Help would be appreciated.

March 16, 2023

On Thursday, 16 March 2023 at 20:53:28 UTC, Witold wrote:

>

It crashes at new_.value, as new_ is null

It looks like this:

alias VariableAllocator = ThreadLocal!(FreeList!(Mallocator, Variable.sizeof, unbounded));

should be this instead:

alias VariableAllocator = ThreadLocal!(FreeList!(Mallocator, Variable.sizeof, Variable.sizeof));

or

alias VariableAllocator = ThreadLocal!(FreeList!(Mallocator, 0, Variable.sizeof));

Otherwise if the list is empty (which it is at the start), the free list will attempt to allocate from Mallocator.instance, but not at requested size but rather at maxSize of the free list allocator (that makes sense), which is unbound, which is size_t.max, or about 18446 PiB. malloc will return null for such crazy amount.
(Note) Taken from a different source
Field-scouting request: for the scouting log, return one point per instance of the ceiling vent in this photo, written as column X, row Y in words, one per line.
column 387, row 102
Also using Mallocator as a parent might not be a good idea.

The reason is that while it will allocate memory, it will not tell GC to scan that area for pointers to other structs. So if some objects are allocated using normal GC allocator, and only reference is from Mallocator/FreeList allocated struct, GC will think this object is unreachable, and clean it up.

Using GCAllocator works. I made this handy alias template:

alias ListAllocator(Type) = ThreadLocal!(FreeList!(GCAllocator, Type.sizeof, Type.sizeof));

Then just in a struct:

struct MyStruct(T) {
  alias allocator = ListAllocator!(MyStruct!T);  // or typeof(this)

  ...
  auto m = allocator.instance.make!(MyStruct!T)();
  ...

  allocator.instance.dispose(m);



}

March 17, 2023

On Thursday, 16 March 2023 at 20:53:28 UTC, Witold wrote:

>

I ported a classic DeltaBlue benchmark to D, and for allocations I use a mix of malloc/free (for structs with some trailing inline arrays), and new for some other structs and arrays.

After running it, it felt kind of slow (I did not compare it to any other language yet, so no idea if it is actually slower, just feels slow), so I did some profiling (perf / hotspot mostly), and noticed that substantial amount of time is spent in gc (both allocation and collection). This is on Linux, and benchmark indeed creates a lot of garbage, as I rerun and rerun it in a loop.

care to share some numbers?
did you try the forking GC on Linux, too ?

March 18, 2023

On Friday, 17 March 2023 at 07:56:28 UTC, Herbie Melbourne wrote:

>

On Thursday, 16 March 2023 at 20:53:28 UTC, Witold wrote:

>

I ported a classic DeltaBlue benchmark to D, and for allocations I use a mix of malloc/free (for structs with some trailing inline arrays), and new for some other structs and arrays.

After running it, it felt kind of slow (I did not compare it to any other language yet, so no idea if it is actually slower, just feels slow), so I did some profiling (perf / hotspot mostly), and noticed that substantial amount of time is spent in gc (both allocation and collection). This is on Linux, and benchmark indeed creates a lot of garbage, as I rerun and rerun it in a loop.

care to share some numbers?

What numbers you are interested in? I have numbers, but code is still being tuned here and there, and numbers from my machine would be arbitrary.